D.C. children who attend an underperforming school are allowed to transfer to other public schools—including charter schools—of their choice. Yet while D.C. may be seen as “a showcase for school choice”—as its “14-year-old charter school law is considered to be one of the strongest in the nation”—most D.C. public schools have abysmally low proficiency levels. And though charter schools are available, it is difficult for parents to find a spot for their child in the handful of those with top rankings.
Thus, as the Washington Post notes, only 29 percent of students who are eligible to leave a poorly performing school end up in a “higher proficiency” school. Despite there being over 90 charter schools and 100 D.C. public schools from which these families can theoretically choose, when it comes down to it, the choice for the majority of schoolchildren in D.C. is between bad and really bad.
However, school choice doesn’t have to be simply a slogan, and failure doesn’t have to be the only option for students in the nation’s capital. In fact, there is a successful program currently operating in D.C. that offers real choice to students, the kind of choice that gets children into better schools and offers them real hope at academic success. This program is the D.C. Opportunity Scholarship Program (DCOSP), which offers scholarships to low-income students to attend a private school of their choice. As a result, families who would never dream of being able to send their children to some of the best schools in the District have that opportunity.
Program evaluations indicate that DCOSP students are outperforming their public school peers. Over 90 percent of DCOSP students graduate, compared to only 70 percent of their peers with similar characteristics. On top of this, parents of these students report being more satisfied with their children’s school and say that it is safe and orderly.

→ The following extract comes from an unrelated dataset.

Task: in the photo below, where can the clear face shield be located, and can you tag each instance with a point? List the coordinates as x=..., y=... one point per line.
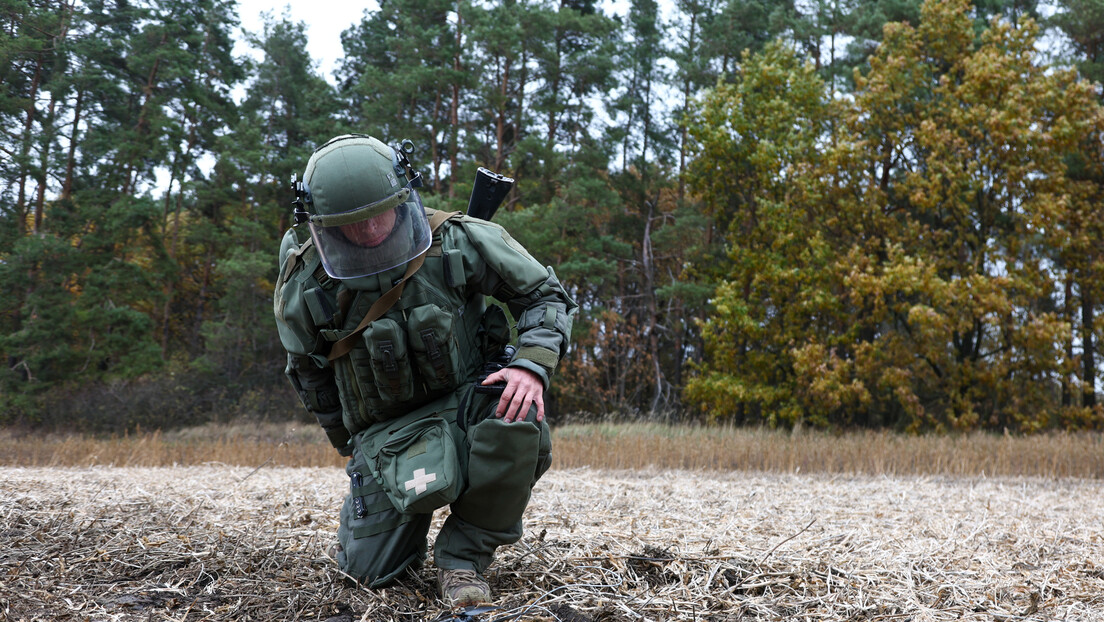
x=372, y=238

While it would seem logical to continue and expand such a successful program—especially considering the lack of educational opportunity offered to D.C. schoolchildren—congressional opponents have instead been attempting to phase out the DCOSP, mostly due to pressure from special interests groups. Thus, educational opportunity is being denied to thousands of children who remain in unsafe and underperforming public schools.

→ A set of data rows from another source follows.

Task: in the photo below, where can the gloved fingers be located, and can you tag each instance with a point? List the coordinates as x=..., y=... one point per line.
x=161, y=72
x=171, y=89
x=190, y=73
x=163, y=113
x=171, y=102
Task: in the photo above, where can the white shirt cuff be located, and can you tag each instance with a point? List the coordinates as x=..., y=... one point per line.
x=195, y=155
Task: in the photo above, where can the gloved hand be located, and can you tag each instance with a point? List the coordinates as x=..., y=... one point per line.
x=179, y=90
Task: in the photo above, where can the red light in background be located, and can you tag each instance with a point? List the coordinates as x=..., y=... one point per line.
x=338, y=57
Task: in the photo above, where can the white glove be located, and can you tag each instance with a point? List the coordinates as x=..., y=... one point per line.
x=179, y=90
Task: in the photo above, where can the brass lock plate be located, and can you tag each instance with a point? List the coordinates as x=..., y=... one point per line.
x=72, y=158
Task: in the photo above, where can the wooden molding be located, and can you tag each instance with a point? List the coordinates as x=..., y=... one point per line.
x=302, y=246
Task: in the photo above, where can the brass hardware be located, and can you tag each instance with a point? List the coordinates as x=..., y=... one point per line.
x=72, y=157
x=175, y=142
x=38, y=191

In a school district with some of the worst scores in the nation, merely giving lip service to educational choice not only is unfortunate but is a tragedy for children whose futures depend on a decent education. Programs like the DCOSP open up the doors for such success. Instead of maintaining the failing status quo and bolstering empty policies, it is time to give parents in the nation’s capital—and across the nation—the tool to help their children succeed. True parental choice in education is that tool.